I should call this fried green bean recipe “hacked green beans” because of all the shortcuts I took.
Example 1 – I don’t keep buttermilk in the house. Along with disinterest in college football and bafflement over monogram t-shirt pockets, it’s one of several things that makes me a bad Southerner. Since napping children prevented me from running to the store for buttermilk, I mixed sour cream and water together for a sort of “sour cream wash.” It worked beautifully. I may never buy buttermilk again.
Example 2 – I really hate dragging out the deep fryer or the dutch oven (told you I was a bad Southerner.) I fried these green beans in an iron skillet instead with great results.
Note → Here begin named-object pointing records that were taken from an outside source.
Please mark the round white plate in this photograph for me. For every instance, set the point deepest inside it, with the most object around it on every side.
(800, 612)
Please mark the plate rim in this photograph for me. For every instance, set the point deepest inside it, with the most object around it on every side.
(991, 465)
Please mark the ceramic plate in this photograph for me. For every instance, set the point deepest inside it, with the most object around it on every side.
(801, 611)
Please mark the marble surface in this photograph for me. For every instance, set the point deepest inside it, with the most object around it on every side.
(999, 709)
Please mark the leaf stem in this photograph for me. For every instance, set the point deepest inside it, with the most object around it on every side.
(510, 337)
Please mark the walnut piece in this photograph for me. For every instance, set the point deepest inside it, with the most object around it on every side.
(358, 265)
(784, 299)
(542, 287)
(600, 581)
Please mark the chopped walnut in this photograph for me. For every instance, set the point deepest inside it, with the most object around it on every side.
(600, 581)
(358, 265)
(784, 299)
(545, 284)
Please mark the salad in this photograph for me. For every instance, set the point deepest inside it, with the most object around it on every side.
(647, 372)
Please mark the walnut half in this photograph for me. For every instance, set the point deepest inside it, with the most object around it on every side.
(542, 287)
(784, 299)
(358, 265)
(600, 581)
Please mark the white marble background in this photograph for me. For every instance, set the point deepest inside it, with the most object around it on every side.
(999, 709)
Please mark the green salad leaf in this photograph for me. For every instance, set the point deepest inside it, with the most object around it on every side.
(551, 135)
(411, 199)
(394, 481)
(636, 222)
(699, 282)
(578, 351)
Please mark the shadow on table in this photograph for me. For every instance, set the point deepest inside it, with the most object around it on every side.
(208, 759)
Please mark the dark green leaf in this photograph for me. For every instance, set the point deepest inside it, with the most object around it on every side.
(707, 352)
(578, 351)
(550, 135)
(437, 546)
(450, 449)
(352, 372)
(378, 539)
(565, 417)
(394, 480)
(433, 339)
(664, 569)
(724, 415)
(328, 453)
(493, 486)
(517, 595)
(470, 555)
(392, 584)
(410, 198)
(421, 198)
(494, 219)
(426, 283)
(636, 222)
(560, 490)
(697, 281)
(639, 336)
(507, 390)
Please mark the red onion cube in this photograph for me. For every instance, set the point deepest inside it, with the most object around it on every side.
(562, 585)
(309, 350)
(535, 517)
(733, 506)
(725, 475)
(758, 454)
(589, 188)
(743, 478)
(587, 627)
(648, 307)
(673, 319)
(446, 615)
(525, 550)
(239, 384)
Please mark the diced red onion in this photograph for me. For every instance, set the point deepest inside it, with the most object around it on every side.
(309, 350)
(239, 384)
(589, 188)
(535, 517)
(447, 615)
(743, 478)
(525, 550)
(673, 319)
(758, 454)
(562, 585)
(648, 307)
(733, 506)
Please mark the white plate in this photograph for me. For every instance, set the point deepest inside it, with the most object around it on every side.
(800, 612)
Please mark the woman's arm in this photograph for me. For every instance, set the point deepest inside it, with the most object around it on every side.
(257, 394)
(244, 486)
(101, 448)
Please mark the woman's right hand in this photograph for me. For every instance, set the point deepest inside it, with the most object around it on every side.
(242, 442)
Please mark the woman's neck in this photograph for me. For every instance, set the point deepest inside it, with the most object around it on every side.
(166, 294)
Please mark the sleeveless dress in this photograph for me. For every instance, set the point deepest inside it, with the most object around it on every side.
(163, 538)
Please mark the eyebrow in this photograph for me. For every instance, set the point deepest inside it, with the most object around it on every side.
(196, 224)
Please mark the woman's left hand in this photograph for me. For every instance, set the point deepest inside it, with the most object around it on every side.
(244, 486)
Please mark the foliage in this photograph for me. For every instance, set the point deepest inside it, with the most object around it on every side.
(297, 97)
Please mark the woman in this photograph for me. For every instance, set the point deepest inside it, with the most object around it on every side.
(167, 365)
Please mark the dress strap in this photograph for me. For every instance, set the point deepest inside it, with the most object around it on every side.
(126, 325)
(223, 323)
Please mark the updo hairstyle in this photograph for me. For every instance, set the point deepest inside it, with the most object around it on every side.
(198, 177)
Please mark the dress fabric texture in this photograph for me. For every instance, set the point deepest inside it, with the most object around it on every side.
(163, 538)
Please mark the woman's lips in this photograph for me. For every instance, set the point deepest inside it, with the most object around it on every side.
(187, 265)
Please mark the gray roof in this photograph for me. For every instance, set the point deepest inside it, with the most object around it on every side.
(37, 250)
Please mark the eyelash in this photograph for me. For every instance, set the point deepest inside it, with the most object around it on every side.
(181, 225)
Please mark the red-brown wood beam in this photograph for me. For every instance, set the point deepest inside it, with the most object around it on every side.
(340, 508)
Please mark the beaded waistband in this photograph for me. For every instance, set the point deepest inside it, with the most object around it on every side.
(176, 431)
Maybe I should hack my way through the kitchen more often.
Fried Green Beans with Horseradish Sauce
- Peanut oil for frying
- 1 cup flour
- 1 cup cornmeal
- 1 Tbsp creole seasoning (like Tony Chachere)
- 1 lb green beans, trimmed
- 1 cup buttermilk or “sour cream wash” (see post)[br]
- [br]For Sauce
- 1/2 cup sour cream
- 2 Tbsp prepared horseradish
- 1 tsp Worcestershire sauce
- Pour oil into an iron skillet to a depth of 1.5″-2″ and heat to 375 degrees (this is medium heat on my stove with an iron skillet)
- In a medium bowl, combine flour, cornmeal, and creole seasoning
- Dip green beans in buttermilk then dredge in flour mixture to coat
- Fry in batches until crisp and golden brown, approximately 3-5 minutes
- Remove from oil and drain on paper towels.
- Serve warm.
- Whisk together sour cream, horseradish, and Worcestershire sauce.